April 18, 2011

Do you remember Fortran?


Do you remember Fortran? I do. I have a headache when I even think about it. Trust me, I know what I'm talking about, I have programmed Fortran, although it was not a real IBM like in the picture above, it was an ordinary PC but it was a nightmare anyway.

I think people that wrote Fortran were just simply playing a practical joke to their colleagues when they made the rule in the language that every single line in the code MUST BE INDENTED with exactly 7 space characters. If you try 6 or 8 characters, the program just does not compile. And with a smile on their face they named the language "Fortran 77". Just for the sake of being cruel.

And the capital letters. Oh yeah.

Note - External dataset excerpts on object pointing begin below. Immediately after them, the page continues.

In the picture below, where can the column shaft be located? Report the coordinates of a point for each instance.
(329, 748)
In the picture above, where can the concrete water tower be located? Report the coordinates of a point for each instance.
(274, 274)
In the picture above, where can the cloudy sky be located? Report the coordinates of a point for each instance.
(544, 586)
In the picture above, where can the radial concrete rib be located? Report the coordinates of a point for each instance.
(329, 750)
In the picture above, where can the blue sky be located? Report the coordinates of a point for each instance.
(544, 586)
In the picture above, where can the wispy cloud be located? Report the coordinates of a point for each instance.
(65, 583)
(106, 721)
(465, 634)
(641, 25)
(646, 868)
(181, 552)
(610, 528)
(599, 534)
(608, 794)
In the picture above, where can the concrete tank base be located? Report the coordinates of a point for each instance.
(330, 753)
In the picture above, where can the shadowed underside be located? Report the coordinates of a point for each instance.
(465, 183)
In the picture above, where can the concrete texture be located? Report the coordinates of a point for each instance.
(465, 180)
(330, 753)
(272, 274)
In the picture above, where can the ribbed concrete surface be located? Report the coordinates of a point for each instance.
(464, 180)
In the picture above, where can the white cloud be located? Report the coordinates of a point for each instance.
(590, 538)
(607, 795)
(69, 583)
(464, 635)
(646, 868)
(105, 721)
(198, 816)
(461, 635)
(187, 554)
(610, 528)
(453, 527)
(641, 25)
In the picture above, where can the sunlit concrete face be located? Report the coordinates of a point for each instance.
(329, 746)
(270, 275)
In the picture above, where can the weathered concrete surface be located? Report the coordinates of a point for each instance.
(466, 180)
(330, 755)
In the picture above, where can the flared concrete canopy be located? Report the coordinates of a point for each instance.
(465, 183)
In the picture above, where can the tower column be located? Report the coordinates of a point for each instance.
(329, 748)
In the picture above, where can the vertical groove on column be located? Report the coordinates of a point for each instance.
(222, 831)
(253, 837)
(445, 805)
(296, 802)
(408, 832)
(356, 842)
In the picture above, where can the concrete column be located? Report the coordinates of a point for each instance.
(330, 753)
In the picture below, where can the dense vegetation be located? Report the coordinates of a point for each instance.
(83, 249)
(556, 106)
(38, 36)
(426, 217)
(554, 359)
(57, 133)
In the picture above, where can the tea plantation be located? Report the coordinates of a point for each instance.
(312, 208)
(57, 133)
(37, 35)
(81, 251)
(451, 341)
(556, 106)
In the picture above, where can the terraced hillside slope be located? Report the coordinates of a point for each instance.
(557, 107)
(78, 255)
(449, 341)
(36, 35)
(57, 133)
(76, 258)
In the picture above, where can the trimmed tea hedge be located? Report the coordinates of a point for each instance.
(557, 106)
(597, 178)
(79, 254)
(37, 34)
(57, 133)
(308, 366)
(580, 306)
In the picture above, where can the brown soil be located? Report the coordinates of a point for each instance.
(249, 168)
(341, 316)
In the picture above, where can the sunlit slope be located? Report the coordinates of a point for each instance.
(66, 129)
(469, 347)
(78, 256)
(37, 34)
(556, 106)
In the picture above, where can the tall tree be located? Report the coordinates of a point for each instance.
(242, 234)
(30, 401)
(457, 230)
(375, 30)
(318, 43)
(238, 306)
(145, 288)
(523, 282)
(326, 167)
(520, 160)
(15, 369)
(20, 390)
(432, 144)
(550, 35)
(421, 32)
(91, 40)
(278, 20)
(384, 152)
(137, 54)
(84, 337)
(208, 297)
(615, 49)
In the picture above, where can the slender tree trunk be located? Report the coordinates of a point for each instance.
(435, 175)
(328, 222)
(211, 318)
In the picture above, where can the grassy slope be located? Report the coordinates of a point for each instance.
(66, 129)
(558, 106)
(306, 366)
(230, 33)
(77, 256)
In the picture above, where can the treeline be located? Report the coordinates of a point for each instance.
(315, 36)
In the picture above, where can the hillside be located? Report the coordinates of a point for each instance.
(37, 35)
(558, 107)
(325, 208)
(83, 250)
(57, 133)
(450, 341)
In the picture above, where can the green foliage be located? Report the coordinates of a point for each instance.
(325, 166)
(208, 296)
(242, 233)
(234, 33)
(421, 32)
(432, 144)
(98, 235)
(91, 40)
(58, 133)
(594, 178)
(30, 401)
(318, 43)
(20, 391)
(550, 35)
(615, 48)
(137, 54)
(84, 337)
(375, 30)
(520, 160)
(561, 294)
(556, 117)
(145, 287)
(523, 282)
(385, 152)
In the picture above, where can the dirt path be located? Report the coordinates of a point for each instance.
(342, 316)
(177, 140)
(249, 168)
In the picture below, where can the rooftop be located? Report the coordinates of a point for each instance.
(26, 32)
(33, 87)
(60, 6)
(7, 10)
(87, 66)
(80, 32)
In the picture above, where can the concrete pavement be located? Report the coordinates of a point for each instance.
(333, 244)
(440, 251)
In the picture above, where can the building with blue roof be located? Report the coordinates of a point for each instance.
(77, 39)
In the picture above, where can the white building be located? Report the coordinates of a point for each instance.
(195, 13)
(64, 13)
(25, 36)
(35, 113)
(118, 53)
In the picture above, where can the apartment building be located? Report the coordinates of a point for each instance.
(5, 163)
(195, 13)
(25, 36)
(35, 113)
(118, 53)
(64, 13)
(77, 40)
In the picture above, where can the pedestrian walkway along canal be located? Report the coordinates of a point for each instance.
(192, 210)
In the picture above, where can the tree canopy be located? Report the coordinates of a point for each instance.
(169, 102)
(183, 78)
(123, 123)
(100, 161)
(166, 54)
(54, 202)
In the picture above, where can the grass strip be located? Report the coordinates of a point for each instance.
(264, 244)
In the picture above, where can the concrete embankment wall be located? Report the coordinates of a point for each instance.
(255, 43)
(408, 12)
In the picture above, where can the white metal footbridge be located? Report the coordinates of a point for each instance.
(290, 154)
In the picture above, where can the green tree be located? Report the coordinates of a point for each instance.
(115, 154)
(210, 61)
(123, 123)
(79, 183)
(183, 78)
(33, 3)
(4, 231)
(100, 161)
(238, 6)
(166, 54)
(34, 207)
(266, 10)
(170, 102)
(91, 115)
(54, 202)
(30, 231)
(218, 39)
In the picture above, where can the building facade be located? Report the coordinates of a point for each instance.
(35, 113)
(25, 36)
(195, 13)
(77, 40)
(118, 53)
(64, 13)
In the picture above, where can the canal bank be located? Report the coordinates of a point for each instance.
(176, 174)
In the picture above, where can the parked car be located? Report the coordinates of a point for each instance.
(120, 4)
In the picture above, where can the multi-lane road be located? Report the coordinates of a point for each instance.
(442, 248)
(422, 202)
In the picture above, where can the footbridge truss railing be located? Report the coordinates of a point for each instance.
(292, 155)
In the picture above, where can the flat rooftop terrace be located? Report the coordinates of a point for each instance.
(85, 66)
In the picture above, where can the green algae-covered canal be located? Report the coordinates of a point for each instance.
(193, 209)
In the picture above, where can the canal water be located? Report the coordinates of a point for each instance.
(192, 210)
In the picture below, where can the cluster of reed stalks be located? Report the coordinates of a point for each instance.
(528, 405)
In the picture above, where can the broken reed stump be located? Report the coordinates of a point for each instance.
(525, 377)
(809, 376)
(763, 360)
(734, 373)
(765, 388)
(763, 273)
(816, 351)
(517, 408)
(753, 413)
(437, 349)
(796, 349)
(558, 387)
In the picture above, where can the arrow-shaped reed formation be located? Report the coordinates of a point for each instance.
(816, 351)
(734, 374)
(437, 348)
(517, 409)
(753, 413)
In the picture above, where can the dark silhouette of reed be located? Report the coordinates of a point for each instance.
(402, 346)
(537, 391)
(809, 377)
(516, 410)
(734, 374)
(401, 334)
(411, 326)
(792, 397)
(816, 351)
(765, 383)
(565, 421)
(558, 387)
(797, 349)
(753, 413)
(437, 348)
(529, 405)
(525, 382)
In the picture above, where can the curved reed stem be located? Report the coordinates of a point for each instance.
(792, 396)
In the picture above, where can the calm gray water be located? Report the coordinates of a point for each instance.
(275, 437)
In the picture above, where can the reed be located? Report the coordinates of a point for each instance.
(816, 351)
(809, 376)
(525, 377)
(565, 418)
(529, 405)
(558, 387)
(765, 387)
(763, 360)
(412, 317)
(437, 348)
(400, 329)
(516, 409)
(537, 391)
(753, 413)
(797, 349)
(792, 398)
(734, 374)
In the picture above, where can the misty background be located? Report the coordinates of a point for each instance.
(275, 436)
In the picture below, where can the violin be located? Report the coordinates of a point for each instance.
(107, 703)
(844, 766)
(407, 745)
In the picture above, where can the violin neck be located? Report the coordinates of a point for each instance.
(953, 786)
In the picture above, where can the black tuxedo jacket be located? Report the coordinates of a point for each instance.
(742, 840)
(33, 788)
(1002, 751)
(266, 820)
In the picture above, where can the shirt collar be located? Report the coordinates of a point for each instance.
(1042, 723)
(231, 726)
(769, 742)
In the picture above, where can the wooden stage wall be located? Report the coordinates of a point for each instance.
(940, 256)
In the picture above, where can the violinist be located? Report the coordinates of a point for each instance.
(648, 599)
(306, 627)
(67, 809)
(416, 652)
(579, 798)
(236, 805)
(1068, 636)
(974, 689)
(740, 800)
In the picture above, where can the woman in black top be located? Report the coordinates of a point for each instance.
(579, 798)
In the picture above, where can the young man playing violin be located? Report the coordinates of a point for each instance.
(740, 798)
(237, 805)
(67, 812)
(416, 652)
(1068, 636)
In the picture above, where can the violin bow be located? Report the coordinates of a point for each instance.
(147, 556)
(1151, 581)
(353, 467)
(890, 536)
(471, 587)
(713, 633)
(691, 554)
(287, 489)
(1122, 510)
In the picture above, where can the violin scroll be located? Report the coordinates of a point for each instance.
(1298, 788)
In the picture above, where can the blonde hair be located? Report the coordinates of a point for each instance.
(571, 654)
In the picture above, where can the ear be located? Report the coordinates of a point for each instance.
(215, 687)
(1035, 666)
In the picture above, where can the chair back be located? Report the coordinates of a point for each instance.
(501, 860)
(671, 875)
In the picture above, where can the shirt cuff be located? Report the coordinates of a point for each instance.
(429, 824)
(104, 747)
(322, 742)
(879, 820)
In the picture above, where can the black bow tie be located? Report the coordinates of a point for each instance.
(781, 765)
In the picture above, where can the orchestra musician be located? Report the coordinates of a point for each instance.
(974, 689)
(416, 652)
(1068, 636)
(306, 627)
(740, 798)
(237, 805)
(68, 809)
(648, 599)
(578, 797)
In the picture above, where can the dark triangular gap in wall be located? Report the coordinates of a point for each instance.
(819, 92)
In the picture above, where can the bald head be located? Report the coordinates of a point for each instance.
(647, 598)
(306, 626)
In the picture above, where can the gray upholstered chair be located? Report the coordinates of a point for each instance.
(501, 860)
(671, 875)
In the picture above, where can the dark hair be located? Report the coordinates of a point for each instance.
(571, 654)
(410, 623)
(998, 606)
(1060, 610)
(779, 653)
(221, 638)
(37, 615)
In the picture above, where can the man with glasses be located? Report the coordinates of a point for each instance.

Programmers can be nasty when they are not given their bonuses, you know. READ, WRITE, IF, GOTO and other reserved words work only in capital, not in lowercase. Of course not.

Yes I know, now you people that have been reading mathematics start mocking me and claim that Fortran is the only language that introduces a native support for complex number calculation. If computers regularly introduce numeric types for integers and floats, Fortran does three; integers, floats and complexes, by the reserved keywords INTEGER, REAL and COMPLEX. But what's wrong in using libraries? Oh yeah... Fortran did not support libraries. Another headache.